Теперь, после взрыва туннеля, мы могли идти только в одном направлении — к «Залу Мертвого Тела», как я мысленно обозвал его. Обработав Майеру и Груберу раны, мы вкололи им болеутоляющее и зашагали по коридору. Хорошо, что Тапперт чувствовал себя уже довольно сносно — одной «головной болью» было меньше. Дойдя до первого, большого зала, мы рухнули как подкошенные. Усталость начинала брать свое. Даже обычно любопытный Хенке не проявлял интереса к необычности места, в котором мы находились. Я тоже почувствовал усталость, но, собрав остатки сил в кулак, наскоро сделал и раздал бутерброды, а потом осмотрел раненых.
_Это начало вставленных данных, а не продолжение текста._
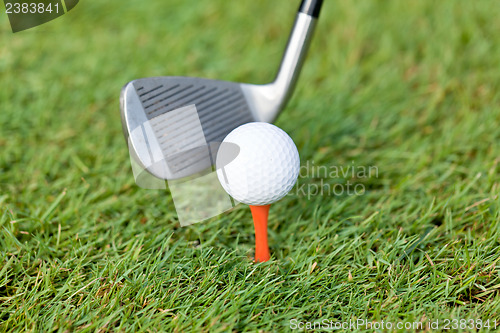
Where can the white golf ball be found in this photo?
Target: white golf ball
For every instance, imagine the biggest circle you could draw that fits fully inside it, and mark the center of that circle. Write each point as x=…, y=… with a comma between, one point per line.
x=265, y=168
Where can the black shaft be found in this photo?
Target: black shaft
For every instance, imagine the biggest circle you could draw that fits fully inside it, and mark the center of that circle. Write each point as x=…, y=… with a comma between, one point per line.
x=311, y=7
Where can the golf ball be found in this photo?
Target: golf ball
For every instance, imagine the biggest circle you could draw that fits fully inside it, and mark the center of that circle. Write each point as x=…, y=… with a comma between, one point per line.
x=264, y=169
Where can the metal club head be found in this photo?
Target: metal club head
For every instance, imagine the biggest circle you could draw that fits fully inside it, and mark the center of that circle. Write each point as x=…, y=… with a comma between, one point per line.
x=173, y=124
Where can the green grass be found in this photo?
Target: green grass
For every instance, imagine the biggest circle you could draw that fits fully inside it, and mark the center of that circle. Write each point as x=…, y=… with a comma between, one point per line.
x=411, y=87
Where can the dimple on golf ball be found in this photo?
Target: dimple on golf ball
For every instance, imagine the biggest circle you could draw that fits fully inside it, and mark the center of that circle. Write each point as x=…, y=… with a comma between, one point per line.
x=264, y=170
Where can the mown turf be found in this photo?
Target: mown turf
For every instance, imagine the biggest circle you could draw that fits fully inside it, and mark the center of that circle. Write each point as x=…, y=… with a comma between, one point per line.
x=410, y=87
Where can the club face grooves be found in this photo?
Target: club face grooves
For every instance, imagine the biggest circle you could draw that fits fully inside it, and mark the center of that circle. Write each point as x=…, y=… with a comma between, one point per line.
x=221, y=106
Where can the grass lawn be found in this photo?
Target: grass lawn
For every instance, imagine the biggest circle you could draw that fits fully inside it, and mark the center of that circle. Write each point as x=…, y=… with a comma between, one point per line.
x=410, y=88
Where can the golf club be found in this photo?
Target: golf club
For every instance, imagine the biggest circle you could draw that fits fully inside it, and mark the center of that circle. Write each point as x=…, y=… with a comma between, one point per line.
x=171, y=123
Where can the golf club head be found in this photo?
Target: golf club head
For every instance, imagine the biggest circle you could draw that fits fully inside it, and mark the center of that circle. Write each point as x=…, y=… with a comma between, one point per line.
x=173, y=124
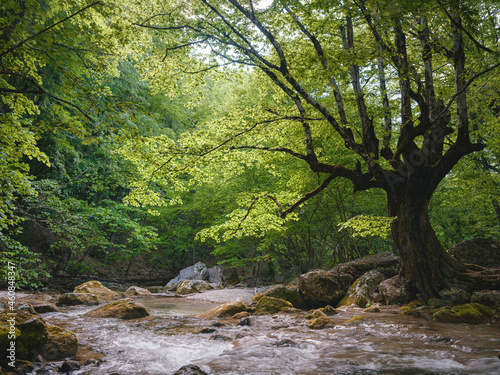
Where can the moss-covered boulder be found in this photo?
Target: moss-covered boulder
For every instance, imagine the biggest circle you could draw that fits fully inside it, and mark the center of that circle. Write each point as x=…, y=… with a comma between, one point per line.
x=386, y=263
x=321, y=287
x=271, y=305
x=31, y=334
x=356, y=319
x=360, y=292
x=42, y=306
x=95, y=287
x=61, y=344
x=287, y=293
x=481, y=251
x=135, y=291
x=393, y=291
x=467, y=313
x=321, y=322
x=125, y=308
x=74, y=299
x=226, y=310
К счастью, раны Майера и Грубера оказались менее серьезны, чем я ожидал. Несмотря на сильный ожог левой стороны лица и шеи, глаза и органы дыхания Майера не пострадали. При правильной обработке рана скоро начнет затягиваться, но лицо, конечно, будет обезображено. Что касается Грубера, то вражеская пуля всего лишь прошила мышцы плеча правой руки, хотя крови было потеряно много и Курт сидел белый словно бумага. Сменив повязки товарищам, я обнаружил, что все спят. Майер и Грубер заснули прямо с бутербродами в руках. Взяв автомат Майера и присев на пол, я прислонился к гладкой стене так, чтобы видеть длинный прямой коридор, по которому мы пришли и откуда, хотя и с малой долей вероятности, мог появиться противник. Стрелки на часах стояли.
«Что дальше?» — спросил я себя, уже находясь в полудреме. Ощутив, что мозг обволакивает сон, а голова свешивается на грудь, я мысленно заорал на себя: «Встать, не время спать! Пока мы в лабиринте — мы в опасности. Встать! Надо выбираться».
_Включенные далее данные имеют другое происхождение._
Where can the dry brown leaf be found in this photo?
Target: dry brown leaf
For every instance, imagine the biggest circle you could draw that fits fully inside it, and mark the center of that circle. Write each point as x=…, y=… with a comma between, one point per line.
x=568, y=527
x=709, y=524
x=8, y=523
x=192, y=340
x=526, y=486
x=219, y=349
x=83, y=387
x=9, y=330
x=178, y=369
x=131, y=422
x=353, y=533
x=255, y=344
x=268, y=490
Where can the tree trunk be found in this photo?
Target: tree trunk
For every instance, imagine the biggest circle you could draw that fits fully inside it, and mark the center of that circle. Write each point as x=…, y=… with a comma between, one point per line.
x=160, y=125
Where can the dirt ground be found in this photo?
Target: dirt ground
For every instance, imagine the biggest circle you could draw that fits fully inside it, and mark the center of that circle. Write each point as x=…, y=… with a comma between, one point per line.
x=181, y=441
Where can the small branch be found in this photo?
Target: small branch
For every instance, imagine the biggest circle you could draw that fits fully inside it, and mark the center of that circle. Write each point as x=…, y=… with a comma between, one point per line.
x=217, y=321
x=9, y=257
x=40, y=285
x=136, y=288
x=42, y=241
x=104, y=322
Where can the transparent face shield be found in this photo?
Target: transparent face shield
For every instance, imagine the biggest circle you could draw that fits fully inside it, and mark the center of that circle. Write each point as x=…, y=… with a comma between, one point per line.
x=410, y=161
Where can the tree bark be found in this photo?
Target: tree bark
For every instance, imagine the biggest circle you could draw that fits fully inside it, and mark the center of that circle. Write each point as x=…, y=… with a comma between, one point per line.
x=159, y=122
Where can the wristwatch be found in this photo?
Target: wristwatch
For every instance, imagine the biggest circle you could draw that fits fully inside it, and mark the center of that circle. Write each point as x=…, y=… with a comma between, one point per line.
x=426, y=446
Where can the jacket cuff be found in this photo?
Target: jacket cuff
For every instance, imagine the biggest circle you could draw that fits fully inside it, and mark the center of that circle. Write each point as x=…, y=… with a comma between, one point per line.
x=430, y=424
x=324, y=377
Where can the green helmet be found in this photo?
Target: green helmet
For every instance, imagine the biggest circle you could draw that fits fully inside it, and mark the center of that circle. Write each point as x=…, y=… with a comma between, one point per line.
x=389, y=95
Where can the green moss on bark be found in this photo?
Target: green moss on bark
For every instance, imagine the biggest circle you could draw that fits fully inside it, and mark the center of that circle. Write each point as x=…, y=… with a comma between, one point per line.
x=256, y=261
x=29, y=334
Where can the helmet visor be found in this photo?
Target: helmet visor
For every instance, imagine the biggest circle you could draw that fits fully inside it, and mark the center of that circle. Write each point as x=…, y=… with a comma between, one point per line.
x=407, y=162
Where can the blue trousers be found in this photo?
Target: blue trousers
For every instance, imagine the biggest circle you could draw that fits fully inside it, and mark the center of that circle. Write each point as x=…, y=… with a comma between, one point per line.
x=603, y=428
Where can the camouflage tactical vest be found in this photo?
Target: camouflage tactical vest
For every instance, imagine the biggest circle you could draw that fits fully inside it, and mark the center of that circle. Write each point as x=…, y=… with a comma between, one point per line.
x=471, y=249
Медленно, опираясь спиной о стену, я поднялся на ноги. Плеснув в лицо водой из фляги, осмотрелся. В зале было три двери. Одна из них вела к Монаху, что за остальными — неизвестно. Я вспомнил про амфетамины и сухой паек, оставленные в ранце на скале. Растормошив Хенке и оставив его в качестве часового, я направился к Монаху. Когда я снова оказался на вершине горы, то обнаружил, что почти ничего не изменилось. Также светила полная луна, а горные пики вокруг подавляли своим величием. Коленопреклоненный Гауссер также смотрел в снег, а ранец лежал на валуне. Вот только странного незнакомца нигде не было. Я спустился к валуну и закинул за плечи свой ранец. Порыв ледяного ветра заставил меня задуматься о том, какую цену придется заплатить, чтобы спуститься в долину. Рядом с обледеневшим Гауссером я замедлил шаг. Оглядевшись, я увидел в скалах неподалеку небольшую нишу. Стараясь не обращать внимания на колючий холод, я перетащил в нее тело солдата и заложил его камнями. Постояв немного над могилой, я двинулся в обратный путь.
Проходя обратно через «Зал Мертвого Тела», я все же снова подошел к саркофагу. Положив руку на плиту, я вдруг ощутил такую глубокую грусть, будто в этом саркофаге находился мой хозяин, а я был его верным псом, тоскующим по хозяйской руке. Отдернув ладонь, я заспешил к товарищам. Собачьи ощущения не пришлись мне по нраву.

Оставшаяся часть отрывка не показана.